周皎无奈,确定自己耍心眼是耍不过周瑜的,只好道:“好啦好啦,是我说过的,阿兄小心眼,只要我稍稍犯一点错,都要记在心上,借机欺负我……”
周瑜走到周皎身边,捏捏她的脸,道:“你还好意思说,常言‘一诺千金’,怎么你说出去的话就如同朝露,消散无常呢?”
周皎转转眼睛,拉住周瑜的胳膊晃了晃,道:“那是因为我承诺的人是阿兄嘛,即使我不守诺,阿兄也不会生气呀。对不对?”
周夫人见周瑜有几分动容的样子,笑道:“就你什么时候都有理。”她拿起手中写着字的绸缎,道:“恰好你姨母带着诺儿和承儿要来我们家小住一段日子,你也不要再练了,好好陪陪我和你姨母。”
“姨母……要来?”周皎有些疑惑,她看向一旁的周瑜,只见他没有太多意外的神色,显然是早就知道了。
“是啊。”
周皎倒是知道自己母亲有两位姐妹,年长的那位就在嫁在母族所在的洛阳,年幼的那位嫁到了荆州蔡氏一族,而周夫人则是嫁给了当时任洛阳令一职的周异,后来周异归乡,母亲也就跟着回到了舒城,姐妹三人天南海北,很难见面,没想到这次居然会有其中一位来探望周夫人。
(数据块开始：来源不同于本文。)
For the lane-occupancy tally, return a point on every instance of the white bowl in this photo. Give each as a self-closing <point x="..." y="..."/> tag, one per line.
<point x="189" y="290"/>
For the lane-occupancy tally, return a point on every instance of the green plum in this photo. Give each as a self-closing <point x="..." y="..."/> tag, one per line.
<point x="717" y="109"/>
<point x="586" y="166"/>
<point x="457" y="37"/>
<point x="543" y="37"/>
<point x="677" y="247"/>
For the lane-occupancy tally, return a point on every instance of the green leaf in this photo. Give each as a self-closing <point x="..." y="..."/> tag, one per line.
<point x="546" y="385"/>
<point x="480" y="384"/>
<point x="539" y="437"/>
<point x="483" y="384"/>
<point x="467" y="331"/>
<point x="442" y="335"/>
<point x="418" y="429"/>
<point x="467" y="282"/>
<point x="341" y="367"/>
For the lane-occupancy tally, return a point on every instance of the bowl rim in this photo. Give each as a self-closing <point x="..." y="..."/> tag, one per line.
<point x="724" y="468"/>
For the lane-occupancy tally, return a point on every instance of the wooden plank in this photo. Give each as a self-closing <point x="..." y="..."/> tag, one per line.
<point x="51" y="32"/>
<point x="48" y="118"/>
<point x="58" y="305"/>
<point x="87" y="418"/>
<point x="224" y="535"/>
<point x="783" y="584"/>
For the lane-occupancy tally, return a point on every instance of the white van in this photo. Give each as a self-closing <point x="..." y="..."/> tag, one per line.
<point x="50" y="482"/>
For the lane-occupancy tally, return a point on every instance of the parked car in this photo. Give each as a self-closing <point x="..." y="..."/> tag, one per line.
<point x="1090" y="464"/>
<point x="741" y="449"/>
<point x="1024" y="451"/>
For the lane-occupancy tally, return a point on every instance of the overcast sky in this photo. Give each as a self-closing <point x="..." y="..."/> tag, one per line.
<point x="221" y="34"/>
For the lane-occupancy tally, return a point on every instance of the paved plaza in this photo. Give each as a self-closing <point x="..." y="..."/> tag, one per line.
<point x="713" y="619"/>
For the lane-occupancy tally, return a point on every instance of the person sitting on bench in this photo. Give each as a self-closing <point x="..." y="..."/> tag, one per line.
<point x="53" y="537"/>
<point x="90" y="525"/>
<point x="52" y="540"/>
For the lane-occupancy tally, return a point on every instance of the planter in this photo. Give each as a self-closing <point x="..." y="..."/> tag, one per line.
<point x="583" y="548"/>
“是你大姨母要来,黄巾之乱虽平,但汉室衰微,洛阳也不安稳,你姨夫便辞官回了山阴,可是如今世道生活何其艰辛,你姨夫在山阴也难以立足,生活艰辛,便想着送妻子来,让我照拂一二。”
说到底还是因为穷,周夫人姐妹关系好,自然也会好好照顾姐姐的子女。
“你个小滑头,听到了没有?”周夫人见周皎还在发呆,笑着在她面前晃了晃手,道:“之前是看你和伯符玩得开心,没有同你说,这下也好,伯符刚走,你便有了新的伙伴,不开心吗?”
“这个嘛……也不是不开心……”周皎摸了摸鬓边的碎发,支支吾吾。
周夫人一下看出她心中所想,道:“你表姐和表弟与其他人不同,不必像之前与其他名门淑女一般相处,不过也不可怠慢,明白了吗?”
周皎干笑了两声。
周夫人不是没有带她去参加过所谓名门贵族夫人的宴席,只是她与同龄的女孩儿实在是相处不来,不是学的不一样,就是周皎一句话便堵死了交流机会,总是周夫人每次都带她去,也没能交到朋友。
不到小半个月,周夫人的姐姐就来了,随行的还有两个孩子,一个叫作谢诺,另一个叫作谢承,是姐弟两个。
谢诺与周皎同岁,身材纤瘦柔弱,自从进了门就不怎么说话,除了周夫人问话,她都只是低着头。
谢承比周皎还要小两岁,更加活泼一些,虽然有些胆怯,却还是忍不住四处打量。
“好久不见阿姐了,只觉得阿姐比过去瘦弱一些,想必一路风餐露宿过来,累坏了吧。”周夫人看着姐姐进来,立刻起身道。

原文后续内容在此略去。